If we change the training data, the algorithm will perform differently.  Usually, more data is a good thing (up to a certain point).  What happens if we give the computer very little data to learn from?

As a reminder, here is the code structure we used earlier to train with 1000 images, then predict 10 images.

    # choose your training set
    training_data = digits.data[0:1000]
    training_target = digits.target[0:1000]

    # train the machine
    nn = neighbors.KNeighborsClassifier(n_neighbors=1)
    nn.fit(training_data, training_target)

    # choose your test set, for the machine to try predicting
    test_data = digits.data[1787:1797]
    test_target = digits.target[1787:1797]

    # compare prediction to the correct answers
    print("Predicted", nn.predict(test_data))
    print("Answers  ", test_target)

__Exercise:__ write your own code, similar to the above, but change the training set to use few images, say 100 images, or 10 images.  Then, make the computer predict some images.  How does the computer do now?

If you have done Section 6.2, you might want to check: how has the accuracy of the algorithm changed, with fewer training images?

In [None]:
# put your code here

## 6.4 Change the algorithm?

Our algorithm is a supervised $k$-nearest neighbors classifier.  What if we use something different, like a "decision tree" classifier?  Below, you can choose your own algorithm and see how it performs.

In [None]:
# import different classification algorithms from scikit-learn
from sklearn import neighbors
from sklearn import svm
from sklearn import naive_bayes
from sklearn import tree
from sklearn import ensemble

__Exercise:__ select a classifier algorithm by uncommenting exactly one of the lines of code below.

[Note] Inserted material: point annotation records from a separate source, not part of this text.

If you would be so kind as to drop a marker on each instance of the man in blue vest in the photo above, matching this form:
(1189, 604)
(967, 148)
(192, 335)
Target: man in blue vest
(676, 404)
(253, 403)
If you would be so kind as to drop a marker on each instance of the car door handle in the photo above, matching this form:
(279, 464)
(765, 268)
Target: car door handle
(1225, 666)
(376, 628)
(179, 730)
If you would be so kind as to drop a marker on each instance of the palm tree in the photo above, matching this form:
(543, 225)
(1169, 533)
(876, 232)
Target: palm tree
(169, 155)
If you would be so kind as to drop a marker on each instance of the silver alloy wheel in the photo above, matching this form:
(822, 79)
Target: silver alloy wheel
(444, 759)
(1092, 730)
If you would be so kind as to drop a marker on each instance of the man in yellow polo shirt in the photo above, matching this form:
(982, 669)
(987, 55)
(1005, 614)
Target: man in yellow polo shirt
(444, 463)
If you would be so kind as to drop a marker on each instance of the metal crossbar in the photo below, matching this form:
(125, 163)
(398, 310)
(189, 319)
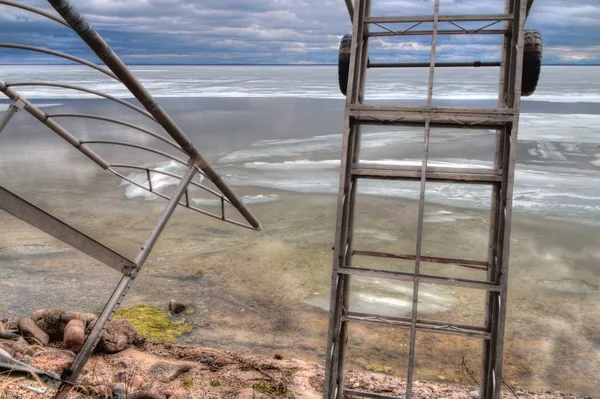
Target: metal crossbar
(503, 119)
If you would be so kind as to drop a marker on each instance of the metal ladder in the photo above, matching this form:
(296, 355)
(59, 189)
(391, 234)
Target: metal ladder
(504, 120)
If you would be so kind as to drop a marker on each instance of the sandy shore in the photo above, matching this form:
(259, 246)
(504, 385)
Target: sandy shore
(266, 293)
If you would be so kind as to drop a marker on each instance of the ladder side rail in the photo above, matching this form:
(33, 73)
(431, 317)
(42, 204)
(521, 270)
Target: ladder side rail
(414, 316)
(358, 93)
(514, 98)
(339, 256)
(495, 215)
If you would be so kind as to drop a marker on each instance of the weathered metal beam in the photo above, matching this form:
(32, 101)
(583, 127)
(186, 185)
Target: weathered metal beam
(472, 264)
(60, 230)
(482, 118)
(440, 32)
(471, 176)
(475, 64)
(441, 18)
(405, 323)
(424, 278)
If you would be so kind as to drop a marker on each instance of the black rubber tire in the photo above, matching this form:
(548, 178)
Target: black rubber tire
(344, 62)
(532, 62)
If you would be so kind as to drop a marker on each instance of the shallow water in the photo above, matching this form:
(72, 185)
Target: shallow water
(268, 292)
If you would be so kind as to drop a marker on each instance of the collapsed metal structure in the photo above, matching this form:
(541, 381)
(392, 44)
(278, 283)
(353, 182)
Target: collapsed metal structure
(196, 164)
(504, 119)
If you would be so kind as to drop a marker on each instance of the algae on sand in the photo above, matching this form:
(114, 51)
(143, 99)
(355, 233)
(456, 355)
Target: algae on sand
(154, 323)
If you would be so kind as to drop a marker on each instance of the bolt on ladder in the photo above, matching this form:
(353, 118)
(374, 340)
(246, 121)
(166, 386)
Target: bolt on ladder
(503, 119)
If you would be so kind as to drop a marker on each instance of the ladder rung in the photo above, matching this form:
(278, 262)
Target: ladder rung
(476, 64)
(440, 32)
(477, 118)
(472, 264)
(365, 394)
(471, 176)
(441, 18)
(423, 278)
(430, 326)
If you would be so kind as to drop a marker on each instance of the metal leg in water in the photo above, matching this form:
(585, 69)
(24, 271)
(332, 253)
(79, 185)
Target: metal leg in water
(71, 375)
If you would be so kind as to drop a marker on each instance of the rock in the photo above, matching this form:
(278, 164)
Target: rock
(74, 335)
(247, 393)
(102, 391)
(176, 307)
(167, 372)
(118, 335)
(53, 360)
(29, 329)
(54, 321)
(137, 381)
(150, 393)
(120, 391)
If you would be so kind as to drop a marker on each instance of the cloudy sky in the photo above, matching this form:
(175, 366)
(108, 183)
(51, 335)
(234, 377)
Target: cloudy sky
(286, 31)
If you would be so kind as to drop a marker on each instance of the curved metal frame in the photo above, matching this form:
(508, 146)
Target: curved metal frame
(72, 18)
(207, 189)
(140, 147)
(60, 55)
(118, 122)
(35, 11)
(84, 90)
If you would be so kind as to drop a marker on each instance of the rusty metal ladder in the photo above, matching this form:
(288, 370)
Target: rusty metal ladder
(504, 120)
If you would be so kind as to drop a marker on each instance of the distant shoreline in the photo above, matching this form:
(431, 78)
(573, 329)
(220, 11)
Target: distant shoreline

To uncomment, remove '#' at the front.<br>
To comment, add '#' at the front.

If you have more than one line uncommented, Python will run all the lines of code.<br>
Your classifier will then be the very last uncommented line.

Also, notice that we have changed our algorithm's variable from `nn` (nearest neighbor) to `csf` (classifier), to be more general.

In [None]:
csf = neighbors.KNeighborsClassifier(n_neighbors=1)  # the algorithm we used before

#csf = tree.DecisionTreeClassifier()

#csf = ensemble.RandomForestClassifier(n_estimators=50, min_samples_split=1.0, max_depth=None, max_features=16)

#csf = ensemble.ExtraTreesClassifier(n_estimators=100, min_samples_split=1.0, max_depth=None, max_features=8)

#csf= svm.LinearSVC(C=0.05)  # Linear Support Vector Machine classifier

#csf = naive_bayes.GaussianNB()  # Gaussian Naive Bayes classifier

__Exercise:__ now that the variable `csf` holds your algorithm of choice, train your algorithm (with `csf.fit(...)` and try to predict some images.  How does your new algorithm do?

In [None]:
# choose your training set
training_data = digits.data[0:1000]
training_target = digits.target[0:1000]

# train the machine
csf.fit(training_data, training_target)

# choose your test set, for the machine to try predicting
test_data = digits.data[1787:1797]
test_target = digits.target[1787:1797]

# compare prediction to the correct answers
print("Predicted", csf.predict(test_data))  # changed from "nn" to "csf"
print("Answers  ", test_target)

You will probably find that the Nearest Neighbors classifier is one of the best performers, for this digits dataset.